Et la violence, parlons de la violence, parce que c’est vraiment le cœur de la chose (avec le sexe, et le nawak). J’ai un faible pour les séries où les personnages passent leur temps blessés et couverts de sang. J’aime encore plus quand la série en question a conscience de cet état de fait, et bâtit plus ou moins l’intrigue sur la badasserie de ses personnages. À ce niveau-là, Banshee est une série plutôt épique, dans ce qu’elle fait endurer à ses personnages, tous ses personnages. Ça pourrait virer au ridicule, mais la série manie le lampshading avec brio, et fait souvent remarquer à ses personnages combien c’est le bazar dans cette petite ville paumée...

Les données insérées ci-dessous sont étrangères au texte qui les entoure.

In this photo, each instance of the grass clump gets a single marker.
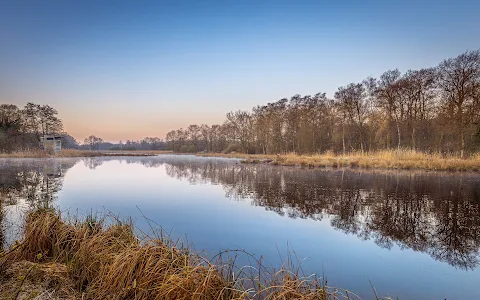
(389, 159)
(102, 258)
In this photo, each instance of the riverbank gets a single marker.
(80, 153)
(402, 160)
(102, 258)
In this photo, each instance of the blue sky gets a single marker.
(126, 70)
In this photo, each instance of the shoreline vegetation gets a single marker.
(103, 258)
(386, 160)
(400, 160)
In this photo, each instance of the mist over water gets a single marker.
(412, 234)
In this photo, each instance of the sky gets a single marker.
(131, 69)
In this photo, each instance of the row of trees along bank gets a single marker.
(433, 110)
(21, 129)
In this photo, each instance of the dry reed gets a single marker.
(391, 159)
(103, 259)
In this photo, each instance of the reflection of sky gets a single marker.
(200, 214)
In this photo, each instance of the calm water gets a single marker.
(413, 235)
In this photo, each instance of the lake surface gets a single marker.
(414, 235)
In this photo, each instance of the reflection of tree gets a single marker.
(35, 182)
(31, 183)
(435, 214)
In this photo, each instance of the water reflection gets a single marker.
(434, 214)
(27, 184)
(430, 213)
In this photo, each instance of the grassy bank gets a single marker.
(104, 259)
(403, 159)
(79, 153)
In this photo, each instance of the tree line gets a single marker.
(434, 109)
(149, 143)
(21, 128)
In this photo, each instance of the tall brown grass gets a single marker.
(392, 159)
(105, 259)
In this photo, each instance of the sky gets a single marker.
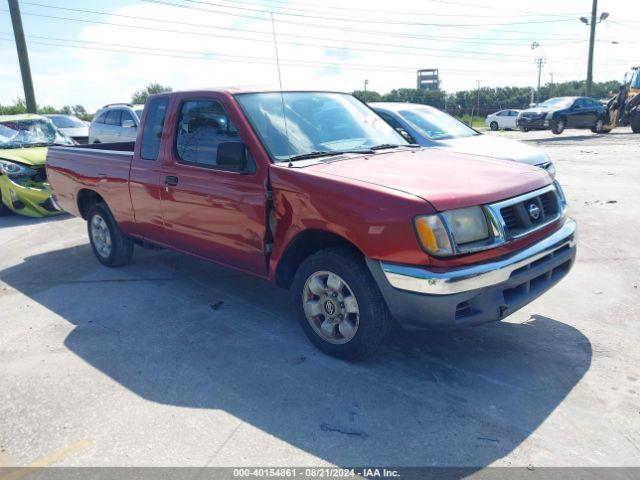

En définitive, une bonne tranche d’action sanglante, avec des personnages hauts en couleur super attachants, une identité visuelle générale extra, (l’exotisme de la Pennsylvanie) et une intrigue qui ne fait pas trop mal aux cheveux, tout en restant suffisamment foutrac pour qu’on attende avec impatience la saison 2 (prévue pour 2014, espérons janvier).
Pandorum (2009)
Oh mon dieu quelle angoisse, ce film. Alors, c'est pas très original (un mash-up de Event Horizon, Alien 4, Sunshine et autres films à base de vaisseau spatial en perdition), mais qu'est-ce que c'est efficace. De bons moments d'angoisse (techniquement, il m'en faut pas beaucoup, un mec éternue un peu fort et je sursaute, mais là j'en menais pas large), une bonne intrigue qui retombait plutôt bien sur ses pattes (contrairement à Event Horizon).
Reedus (raison pour laquelle j'ai maté le film en premier lieu) apparaît même pas 10 min (mort ? > pas mort > mort), c'était ridicule. Ben Foster, je le connaissais pas, et je pensais Dennis Quaid le héros principal, du coup j'ai été agréablement surprise par tant de whump magnifique.
Le seul reproche que j'aurais, ce sont les scènes avec les "créatures", qui étaient tournées avec une caméra numérique ou que sais-je, le frame rate était différent, c'était vraiment laid.